The other major difference between the US and the rest of the world (OK, not the only other difference, but perhaps the only one suitable for discussion here) is of course the dot vs. comma for radix character and digit grouping separator. In this case, I believe the US convention is actually more logically consistent. My opinion only, no offense (or offence, if you prefer) intended.

#16

Quote:
Americas: be patient, arriving soon ....

HAPPY PI DAY! My favorite day of the year!

#17

Hi, Jeff;

I agree with the dot as a radix mark, I prefer it for comma in that matter. It seems more logical to me, too.

I have been using YMD reference myself, mostly in directories and when naming some grouped, date-ordered file. If you name dates in YMD, a single number-based sorting will sort dates as well, no need to specific algorithms.

Cheers.

Luiz (Brazil)

#18

I've been using the Y-M-D format in everything (filenames, dated documents, signed papers, etc.) for about 12 years now. I didn't realize beforehand how easy it was to sort files so I've used it anywhere I wasn't forced back into the M/D/Y format that, for example, IRS still uses.

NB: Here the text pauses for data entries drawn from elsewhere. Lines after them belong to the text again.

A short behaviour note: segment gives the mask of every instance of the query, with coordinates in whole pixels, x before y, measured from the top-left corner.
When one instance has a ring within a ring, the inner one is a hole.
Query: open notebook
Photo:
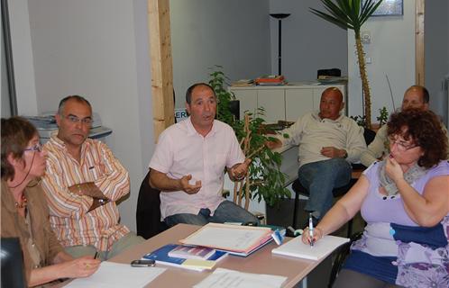
[[[349,238],[347,238],[328,235],[316,241],[313,247],[310,247],[310,245],[302,242],[301,237],[297,237],[272,249],[271,253],[310,260],[319,260],[347,242],[349,242]]]
[[[179,242],[246,256],[270,241],[271,233],[267,227],[208,223]]]

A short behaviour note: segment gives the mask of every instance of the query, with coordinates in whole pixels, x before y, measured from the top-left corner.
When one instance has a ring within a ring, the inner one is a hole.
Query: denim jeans
[[[210,215],[209,209],[203,208],[199,211],[197,215],[188,213],[175,214],[166,217],[164,221],[170,227],[175,226],[178,223],[200,226],[207,224],[208,222],[256,222],[259,224],[257,217],[227,200],[222,202],[220,205],[218,205],[213,216]]]
[[[351,165],[343,158],[332,158],[303,165],[298,170],[298,180],[309,192],[304,210],[316,212],[321,219],[333,203],[332,190],[344,186],[351,180]]]

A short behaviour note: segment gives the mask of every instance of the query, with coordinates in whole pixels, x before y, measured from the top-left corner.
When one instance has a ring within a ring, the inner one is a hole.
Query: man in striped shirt
[[[66,251],[73,256],[111,258],[143,238],[119,223],[115,202],[130,191],[128,172],[107,146],[87,139],[92,107],[78,95],[60,103],[52,135],[44,149],[47,172],[42,187],[50,221]]]

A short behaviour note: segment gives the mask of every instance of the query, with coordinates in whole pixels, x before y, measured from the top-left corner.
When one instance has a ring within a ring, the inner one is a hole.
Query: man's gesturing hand
[[[188,180],[192,179],[192,175],[188,175],[179,179],[182,191],[188,194],[195,194],[201,189],[201,181],[196,181],[194,185],[188,184]]]

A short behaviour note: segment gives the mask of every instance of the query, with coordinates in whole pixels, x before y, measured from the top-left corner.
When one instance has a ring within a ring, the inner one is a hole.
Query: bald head
[[[414,85],[406,90],[402,100],[402,110],[408,109],[428,110],[429,93],[426,87]]]
[[[319,116],[321,119],[336,120],[340,117],[340,111],[343,107],[343,94],[338,88],[329,87],[323,91],[319,104]]]

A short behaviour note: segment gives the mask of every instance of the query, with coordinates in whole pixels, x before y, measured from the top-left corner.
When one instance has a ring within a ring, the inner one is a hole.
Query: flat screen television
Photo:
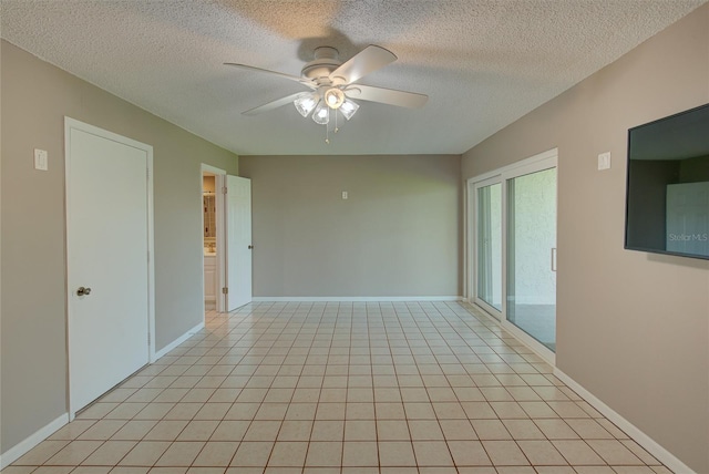
[[[709,259],[709,104],[628,131],[625,248]]]

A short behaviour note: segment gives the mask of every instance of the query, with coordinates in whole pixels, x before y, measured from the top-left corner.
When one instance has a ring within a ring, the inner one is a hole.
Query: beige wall
[[[254,296],[461,295],[460,163],[242,156],[253,181]]]
[[[627,130],[709,102],[709,4],[463,155],[558,147],[557,365],[709,472],[709,261],[624,250]],[[597,155],[613,168],[598,172]]]
[[[204,317],[201,163],[237,173],[236,155],[2,42],[2,452],[66,412],[64,115],[154,147],[158,350]]]

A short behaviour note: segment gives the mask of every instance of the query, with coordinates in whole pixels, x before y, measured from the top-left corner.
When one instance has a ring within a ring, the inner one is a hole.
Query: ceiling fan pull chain
[[[337,109],[335,110],[335,133],[338,133],[340,128],[337,127]]]

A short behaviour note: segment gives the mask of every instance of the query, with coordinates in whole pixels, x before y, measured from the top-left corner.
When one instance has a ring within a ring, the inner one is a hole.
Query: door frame
[[[467,186],[465,187],[465,193],[467,195],[465,199],[465,230],[467,236],[465,238],[466,258],[464,275],[466,277],[465,291],[467,301],[471,305],[475,305],[481,308],[483,312],[489,315],[493,321],[500,324],[500,327],[521,340],[546,362],[555,365],[556,354],[553,351],[538,342],[532,336],[524,332],[522,329],[514,326],[512,322],[507,321],[507,181],[548,168],[557,168],[558,171],[558,148],[552,148],[546,152],[538,153],[528,158],[467,179]],[[484,301],[483,305],[477,301],[477,233],[475,225],[477,221],[477,208],[475,192],[477,186],[483,183],[485,185],[493,183],[502,184],[502,311],[497,311],[495,308],[484,305]],[[556,190],[558,193],[558,175]],[[556,218],[558,221],[558,198]]]
[[[69,203],[69,184],[70,184],[70,175],[71,175],[71,131],[79,130],[85,133],[90,133],[92,135],[100,136],[105,140],[110,140],[113,142],[117,142],[127,146],[132,146],[134,148],[142,150],[146,153],[147,156],[147,256],[146,256],[146,265],[147,265],[147,354],[148,362],[155,362],[155,249],[154,249],[154,215],[153,215],[153,147],[151,145],[146,145],[141,142],[136,142],[132,138],[119,135],[113,132],[109,132],[106,130],[100,128],[94,125],[90,125],[84,122],[80,122],[75,118],[71,118],[69,116],[64,116],[64,246],[66,251],[66,260],[64,262],[64,290],[66,296],[72,291],[69,288],[69,261],[71,261],[71,255],[69,249],[69,238],[70,238],[70,216],[71,216],[71,206]],[[76,414],[76,408],[72,403],[72,394],[71,394],[71,360],[70,360],[70,350],[72,343],[72,307],[71,307],[71,298],[66,298],[66,409],[69,411],[69,421],[72,421]]]
[[[213,173],[214,174],[214,194],[215,198],[215,216],[217,219],[216,223],[216,236],[217,236],[217,289],[226,287],[226,227],[224,226],[224,218],[226,213],[226,198],[224,194],[224,187],[226,186],[226,171],[217,168],[212,165],[207,165],[206,163],[202,163],[199,166],[199,202],[202,202],[202,188],[203,188],[203,176],[204,173]],[[204,229],[204,213],[202,213],[202,229]],[[202,247],[199,251],[202,253],[202,301],[204,305],[204,230],[201,234],[199,241],[202,243]],[[226,312],[226,295],[217,291],[216,295],[217,312]],[[203,313],[206,313],[206,307],[204,308]]]

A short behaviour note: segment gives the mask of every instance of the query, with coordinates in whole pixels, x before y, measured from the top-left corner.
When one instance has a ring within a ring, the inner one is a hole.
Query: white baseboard
[[[10,464],[16,462],[20,457],[22,457],[32,447],[37,446],[42,441],[47,440],[49,436],[54,434],[56,430],[59,430],[66,423],[69,423],[69,413],[64,413],[63,415],[59,416],[56,420],[40,427],[38,431],[30,434],[23,441],[10,447],[4,453],[0,454],[0,470],[6,468]]]
[[[556,375],[562,382],[568,385],[580,396],[584,398],[593,408],[598,410],[610,422],[615,423],[620,430],[626,432],[628,436],[635,440],[640,446],[645,447],[651,455],[654,455],[659,462],[669,467],[672,472],[682,474],[696,474],[689,466],[678,460],[672,453],[662,447],[657,441],[640,431],[636,425],[618,414],[610,406],[594,396],[588,390],[584,389],[574,379],[554,368],[554,375]]]
[[[462,301],[463,297],[442,296],[442,297],[256,297],[251,298],[254,302],[399,302],[399,301]]]
[[[187,339],[192,338],[196,332],[199,332],[203,329],[204,329],[204,321],[202,321],[201,323],[198,323],[197,326],[195,326],[194,328],[192,328],[191,330],[188,330],[187,332],[182,334],[179,338],[177,338],[174,341],[172,341],[169,344],[165,346],[163,349],[161,349],[157,352],[155,352],[155,360],[162,358],[167,352],[172,351],[177,346],[182,344]],[[155,361],[152,361],[152,362],[155,362]]]

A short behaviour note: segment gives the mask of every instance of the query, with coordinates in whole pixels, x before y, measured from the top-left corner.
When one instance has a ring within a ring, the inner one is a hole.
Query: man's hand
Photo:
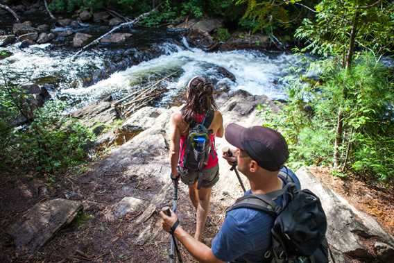
[[[159,214],[163,219],[162,223],[163,229],[166,232],[169,232],[171,227],[173,226],[175,222],[178,220],[178,217],[175,213],[173,212],[173,210],[170,209],[171,211],[171,217],[167,216],[163,210],[161,210]]]
[[[179,177],[180,174],[178,172],[177,172],[176,174],[173,174],[172,173],[170,174],[170,178],[171,178],[173,183],[175,186],[178,186],[179,185]]]
[[[222,157],[227,160],[227,162],[232,166],[237,165],[236,151],[232,150],[229,147],[224,147],[222,151]]]

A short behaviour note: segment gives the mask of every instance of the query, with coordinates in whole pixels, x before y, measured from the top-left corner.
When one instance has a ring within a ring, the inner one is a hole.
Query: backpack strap
[[[204,119],[203,120],[202,124],[205,126],[206,128],[208,128],[208,127],[209,127],[209,125],[211,125],[211,124],[212,123],[214,116],[215,114],[212,110],[208,110],[208,112],[205,114],[205,117],[204,117]]]
[[[235,203],[230,207],[227,212],[237,208],[252,208],[263,211],[271,216],[276,217],[283,208],[277,205],[273,199],[286,194],[289,188],[293,187],[294,184],[288,183],[282,189],[271,192],[267,194],[249,194],[243,196],[235,201]],[[286,204],[283,207],[286,206]]]

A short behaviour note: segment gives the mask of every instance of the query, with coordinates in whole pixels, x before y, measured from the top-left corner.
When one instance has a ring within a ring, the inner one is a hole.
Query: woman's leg
[[[194,207],[196,211],[197,211],[197,207],[198,206],[198,191],[197,190],[197,181],[194,183],[192,185],[189,185],[189,197],[191,201],[191,203]]]
[[[209,212],[209,203],[211,200],[212,188],[201,187],[198,190],[198,205],[197,206],[197,223],[196,225],[196,234],[194,238],[202,240],[203,233]]]

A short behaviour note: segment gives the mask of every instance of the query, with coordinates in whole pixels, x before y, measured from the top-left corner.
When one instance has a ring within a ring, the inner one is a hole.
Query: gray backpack
[[[209,110],[201,124],[194,123],[186,139],[183,155],[184,168],[190,171],[200,171],[207,164],[209,154],[214,149],[211,145],[212,130],[208,130],[214,119],[214,112]]]

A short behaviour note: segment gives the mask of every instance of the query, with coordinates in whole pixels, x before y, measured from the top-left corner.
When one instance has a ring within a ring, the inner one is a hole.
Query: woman
[[[198,240],[202,240],[204,226],[209,210],[211,189],[219,178],[214,137],[221,137],[224,133],[222,115],[217,110],[213,92],[214,85],[205,78],[198,76],[191,78],[187,85],[186,104],[180,112],[173,114],[170,120],[171,142],[169,158],[171,178],[178,178],[180,176],[182,182],[189,186],[189,196],[196,212],[194,237]],[[209,137],[212,149],[207,163],[200,171],[185,172],[185,164],[182,160],[187,135],[194,125],[203,123],[208,112],[213,114],[213,119],[207,127],[211,131]],[[179,174],[177,169],[178,162],[181,174]]]

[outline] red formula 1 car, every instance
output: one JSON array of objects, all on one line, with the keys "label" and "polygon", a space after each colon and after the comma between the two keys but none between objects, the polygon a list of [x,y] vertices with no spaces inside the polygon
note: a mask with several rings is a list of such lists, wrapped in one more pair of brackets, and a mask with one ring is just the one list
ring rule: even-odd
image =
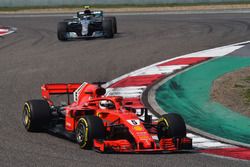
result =
[{"label": "red formula 1 car", "polygon": [[[47,130],[73,137],[83,149],[100,152],[164,152],[192,148],[182,117],[171,113],[153,121],[146,108],[129,107],[119,96],[104,96],[101,84],[45,84],[43,100],[24,104],[27,131]],[[55,105],[51,95],[66,94],[68,104]],[[70,102],[70,95],[74,101]],[[138,113],[139,112],[139,113]],[[141,119],[143,117],[143,119]],[[157,138],[158,137],[158,138]]]}]

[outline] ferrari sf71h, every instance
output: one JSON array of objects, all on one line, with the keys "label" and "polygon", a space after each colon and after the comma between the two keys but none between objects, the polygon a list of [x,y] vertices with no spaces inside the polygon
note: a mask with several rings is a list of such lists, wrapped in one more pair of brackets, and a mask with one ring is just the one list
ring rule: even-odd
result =
[{"label": "ferrari sf71h", "polygon": [[[99,152],[192,148],[180,115],[169,113],[153,120],[146,108],[133,108],[132,102],[124,103],[120,96],[105,96],[100,83],[45,84],[41,89],[43,99],[24,104],[22,121],[27,131],[64,131],[80,148]],[[68,97],[67,104],[55,105],[52,95],[63,94]]]}]

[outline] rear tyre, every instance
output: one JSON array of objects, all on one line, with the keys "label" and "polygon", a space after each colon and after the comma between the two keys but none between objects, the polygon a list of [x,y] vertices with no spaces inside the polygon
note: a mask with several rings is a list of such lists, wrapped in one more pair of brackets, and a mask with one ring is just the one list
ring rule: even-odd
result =
[{"label": "rear tyre", "polygon": [[106,20],[112,20],[112,27],[114,30],[114,34],[117,34],[117,21],[116,21],[116,17],[114,16],[109,16],[109,17],[105,17]]},{"label": "rear tyre", "polygon": [[57,24],[57,38],[60,41],[67,41],[67,22],[59,22]]},{"label": "rear tyre", "polygon": [[22,122],[27,131],[46,130],[50,119],[50,106],[47,101],[29,100],[24,104]]},{"label": "rear tyre", "polygon": [[162,115],[157,124],[157,134],[161,138],[182,138],[186,136],[186,125],[183,118],[176,113]]},{"label": "rear tyre", "polygon": [[78,120],[76,127],[76,141],[82,149],[93,147],[94,139],[105,138],[105,127],[101,118],[87,115]]},{"label": "rear tyre", "polygon": [[104,37],[113,38],[114,30],[113,30],[112,20],[103,20],[102,26],[104,31]]}]

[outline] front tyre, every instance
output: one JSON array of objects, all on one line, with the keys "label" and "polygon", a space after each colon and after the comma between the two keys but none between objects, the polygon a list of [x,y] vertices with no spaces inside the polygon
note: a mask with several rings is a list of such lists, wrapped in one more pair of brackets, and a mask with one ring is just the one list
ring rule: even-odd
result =
[{"label": "front tyre", "polygon": [[50,106],[47,101],[29,100],[24,104],[22,122],[27,131],[46,130],[50,119]]},{"label": "front tyre", "polygon": [[103,121],[93,115],[87,115],[78,120],[76,127],[76,141],[82,149],[93,147],[94,139],[105,138]]}]

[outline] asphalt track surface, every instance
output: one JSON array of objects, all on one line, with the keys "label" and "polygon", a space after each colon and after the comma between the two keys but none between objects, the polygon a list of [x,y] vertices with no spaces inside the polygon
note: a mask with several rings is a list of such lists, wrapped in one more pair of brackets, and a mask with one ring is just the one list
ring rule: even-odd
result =
[{"label": "asphalt track surface", "polygon": [[[59,42],[63,17],[0,17],[0,166],[249,166],[198,153],[100,154],[47,133],[27,133],[25,100],[43,83],[109,81],[171,57],[250,39],[250,14],[117,16],[111,40]],[[204,55],[206,56],[206,55]]]}]

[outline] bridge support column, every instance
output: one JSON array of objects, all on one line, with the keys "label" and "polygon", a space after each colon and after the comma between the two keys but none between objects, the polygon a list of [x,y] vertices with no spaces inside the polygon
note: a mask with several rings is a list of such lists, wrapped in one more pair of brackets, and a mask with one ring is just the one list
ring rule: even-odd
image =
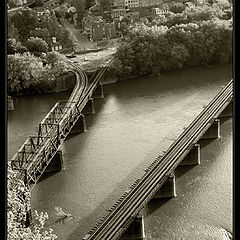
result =
[{"label": "bridge support column", "polygon": [[93,97],[93,98],[104,98],[103,86],[102,86],[102,85],[98,85],[98,86],[97,86],[97,88],[95,89],[92,97]]},{"label": "bridge support column", "polygon": [[88,115],[93,113],[95,113],[94,102],[93,102],[93,99],[90,98],[87,104],[85,105],[85,107],[83,108],[82,114]]},{"label": "bridge support column", "polygon": [[8,111],[14,110],[13,99],[11,96],[8,96],[7,104],[8,104]]},{"label": "bridge support column", "polygon": [[77,120],[77,122],[74,124],[73,128],[71,129],[70,133],[83,133],[87,130],[86,127],[86,121],[85,116],[81,114]]},{"label": "bridge support column", "polygon": [[60,172],[63,168],[62,151],[58,150],[51,162],[48,164],[45,172]]},{"label": "bridge support column", "polygon": [[25,226],[29,227],[33,222],[31,209],[26,212]]},{"label": "bridge support column", "polygon": [[220,138],[220,120],[219,119],[215,119],[213,124],[201,137],[201,139],[212,139],[212,138]]},{"label": "bridge support column", "polygon": [[200,164],[200,144],[195,144],[180,166],[194,166]]},{"label": "bridge support column", "polygon": [[133,223],[127,228],[120,238],[121,240],[144,240],[144,219],[143,216],[137,216]]},{"label": "bridge support column", "polygon": [[232,117],[233,116],[233,101],[231,101],[227,107],[221,112],[218,116],[219,118],[222,117]]},{"label": "bridge support column", "polygon": [[153,199],[172,198],[176,196],[175,175],[172,173],[158,192],[153,196]]}]

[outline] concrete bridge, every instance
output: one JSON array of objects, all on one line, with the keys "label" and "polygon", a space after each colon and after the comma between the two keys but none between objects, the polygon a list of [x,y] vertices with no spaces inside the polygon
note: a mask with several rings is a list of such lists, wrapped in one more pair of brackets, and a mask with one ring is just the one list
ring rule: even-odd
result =
[{"label": "concrete bridge", "polygon": [[200,139],[220,138],[220,119],[232,116],[232,80],[159,156],[83,240],[145,239],[142,210],[152,198],[176,197],[174,170],[200,164]]},{"label": "concrete bridge", "polygon": [[[84,115],[94,113],[94,98],[103,97],[100,80],[110,63],[88,78],[84,71],[69,61],[76,74],[76,85],[70,98],[55,104],[39,124],[38,134],[30,136],[11,160],[12,169],[30,190],[43,172],[62,169],[59,147],[68,134],[86,130]],[[198,141],[220,137],[220,118],[232,116],[232,95],[231,80],[83,239],[144,239],[141,210],[152,198],[176,196],[174,170],[179,165],[200,164]]]},{"label": "concrete bridge", "polygon": [[70,98],[55,104],[39,124],[37,135],[30,136],[11,159],[12,169],[30,190],[44,171],[62,169],[59,147],[70,132],[85,131],[84,114],[94,112],[93,98],[103,97],[99,81],[111,60],[90,78],[77,64],[68,63],[76,75],[76,85]]}]

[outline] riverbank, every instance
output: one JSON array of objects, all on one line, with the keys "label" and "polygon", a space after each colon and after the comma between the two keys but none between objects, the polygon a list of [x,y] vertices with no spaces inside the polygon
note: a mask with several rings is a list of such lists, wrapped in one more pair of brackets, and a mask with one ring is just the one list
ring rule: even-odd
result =
[{"label": "riverbank", "polygon": [[[230,78],[231,66],[218,66],[212,69],[189,68],[162,74],[161,81],[159,77],[148,76],[104,86],[104,98],[94,101],[95,114],[86,116],[88,131],[72,136],[61,147],[64,170],[44,175],[34,187],[31,199],[33,211],[37,209],[49,213],[48,226],[54,229],[58,239],[74,240],[83,237]],[[70,92],[62,92],[16,99],[15,111],[8,114],[10,158],[26,138],[37,131],[37,123],[56,101],[68,99],[69,95]],[[212,163],[212,154],[209,157],[209,163]],[[218,162],[216,160],[215,164]],[[196,167],[196,171],[197,169],[199,168]],[[177,190],[179,196],[180,191],[187,196],[186,201],[181,200],[179,203],[185,203],[185,208],[181,212],[182,208],[179,206],[174,208],[175,205],[171,204],[170,208],[167,208],[166,203],[166,209],[169,211],[164,211],[166,215],[162,215],[166,219],[166,225],[170,224],[174,212],[191,215],[194,211],[196,216],[201,214],[201,208],[187,207],[189,204],[192,206],[191,186],[195,187],[193,194],[200,191],[199,194],[205,196],[204,186],[209,186],[207,180],[216,178],[215,172],[212,173],[212,176],[207,176],[200,190],[198,181],[192,181],[194,176],[191,177],[190,183],[195,185],[188,185],[188,194],[184,192],[184,184]],[[229,173],[224,173],[230,181]],[[204,174],[204,171],[199,174]],[[215,182],[217,181],[218,178],[215,179]],[[211,190],[207,188],[208,192],[215,190],[215,187]],[[225,190],[227,194],[221,192]],[[221,191],[219,195],[218,191],[215,191],[215,195],[223,199],[218,200],[222,203],[224,197],[228,196],[229,188],[223,187]],[[211,199],[207,198],[204,203],[208,204],[206,208],[211,210]],[[73,214],[74,219],[52,226],[55,220],[55,206]],[[227,206],[230,207],[229,204]],[[210,216],[209,219],[225,216],[227,223],[223,227],[227,228],[231,224],[230,217],[226,218],[226,215],[229,216],[229,208],[221,209],[218,212],[221,216],[215,215],[215,211],[205,213],[205,216]],[[161,224],[160,220],[157,223]],[[176,233],[180,226],[174,227]],[[148,232],[150,230],[146,230],[147,234],[151,233]],[[188,233],[191,236],[192,233]],[[204,229],[200,234],[204,234]],[[158,239],[157,233],[152,239]],[[165,239],[169,239],[168,236]]]}]

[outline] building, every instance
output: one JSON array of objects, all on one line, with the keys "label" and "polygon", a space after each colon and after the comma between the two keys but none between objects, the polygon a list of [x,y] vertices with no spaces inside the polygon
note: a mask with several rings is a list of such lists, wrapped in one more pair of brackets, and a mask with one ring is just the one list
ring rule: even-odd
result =
[{"label": "building", "polygon": [[91,8],[89,8],[89,13],[95,16],[101,15],[101,6],[100,4],[95,4]]},{"label": "building", "polygon": [[112,10],[111,16],[112,18],[119,18],[120,16],[125,16],[126,12],[126,8],[116,8]]},{"label": "building", "polygon": [[139,7],[139,0],[125,0],[125,6],[127,8]]},{"label": "building", "polygon": [[121,36],[121,34],[116,31],[115,24],[113,22],[107,23],[105,20],[94,21],[90,34],[90,40],[94,42]]},{"label": "building", "polygon": [[125,0],[114,0],[113,6],[116,8],[126,8]]},{"label": "building", "polygon": [[152,8],[151,11],[152,11],[153,17],[156,17],[157,15],[160,15],[162,13],[160,8]]},{"label": "building", "polygon": [[127,18],[131,23],[133,23],[133,22],[139,20],[139,12],[129,11],[125,14],[124,17]]}]

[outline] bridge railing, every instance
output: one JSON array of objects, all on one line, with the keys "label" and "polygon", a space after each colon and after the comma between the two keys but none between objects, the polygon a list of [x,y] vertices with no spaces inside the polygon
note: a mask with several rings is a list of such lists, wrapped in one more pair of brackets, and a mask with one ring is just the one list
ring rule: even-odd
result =
[{"label": "bridge railing", "polygon": [[[78,120],[81,111],[97,83],[105,72],[102,68],[96,72],[90,86],[87,75],[76,64],[69,62],[75,69],[76,85],[67,101],[58,101],[38,126],[37,136],[30,136],[11,159],[12,169],[18,177],[31,186],[36,184],[59,146]],[[73,70],[72,70],[73,71]]]},{"label": "bridge railing", "polygon": [[139,211],[163,185],[167,177],[189,153],[193,145],[206,132],[214,119],[229,104],[232,94],[233,82],[231,80],[185,129],[164,155],[157,157],[145,171],[143,177],[130,187],[130,190],[113,205],[109,214],[102,218],[83,239],[118,239]]}]

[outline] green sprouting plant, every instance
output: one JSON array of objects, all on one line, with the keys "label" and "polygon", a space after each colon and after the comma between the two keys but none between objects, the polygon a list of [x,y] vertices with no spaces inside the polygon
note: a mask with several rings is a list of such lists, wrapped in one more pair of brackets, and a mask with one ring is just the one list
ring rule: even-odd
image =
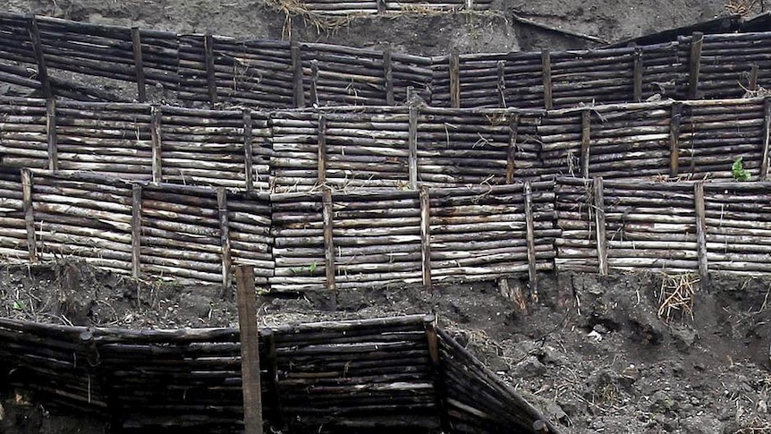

Still, without the M/D/Y we'd be without Pi days. FYI, in two more years (should we make it past the cataclysmic event purported to happen this year on December 21th - Mayan calendar reference) we'll have a Pi day using both the M-D and M-(2 digit)Y formats. ;-)

Happy Pi Day!

#19

Personally, I use DMY in normal daily usage (being European). But I use YMD quite often on the computer, because dates like 20120314 sort nicely.

But I find the American MDY format very confusing because it is neither ordered from smallest to largest, nor from largest to smallest.

#20

Hmm, 14-3 somehow looks weird. I guess it's more like 14/3.

#21

I suppose that would be Pi day and Pi year ...

#22

In the US, both the dash and forward slash are commonly used, i.e. you wil see both 3-14-2012 and 3/14/2012. The dot (3.14.2012) is not as common.

#23

In Germany it's just the dot. Period! ;-)

In spoken language we follow what's written. When "14" denotes the cardinal number ("vierzehn") then "14." is the ordinal "der Vierzehnte" (14th). When we write down a date such as 14.3.2012 it's pronounced accordingly: "Der Vierzehnte Dritte Zweitausendzwölf" which literally translates to "The fourteenth (day of the) third (month of the year) two thousand and twelve".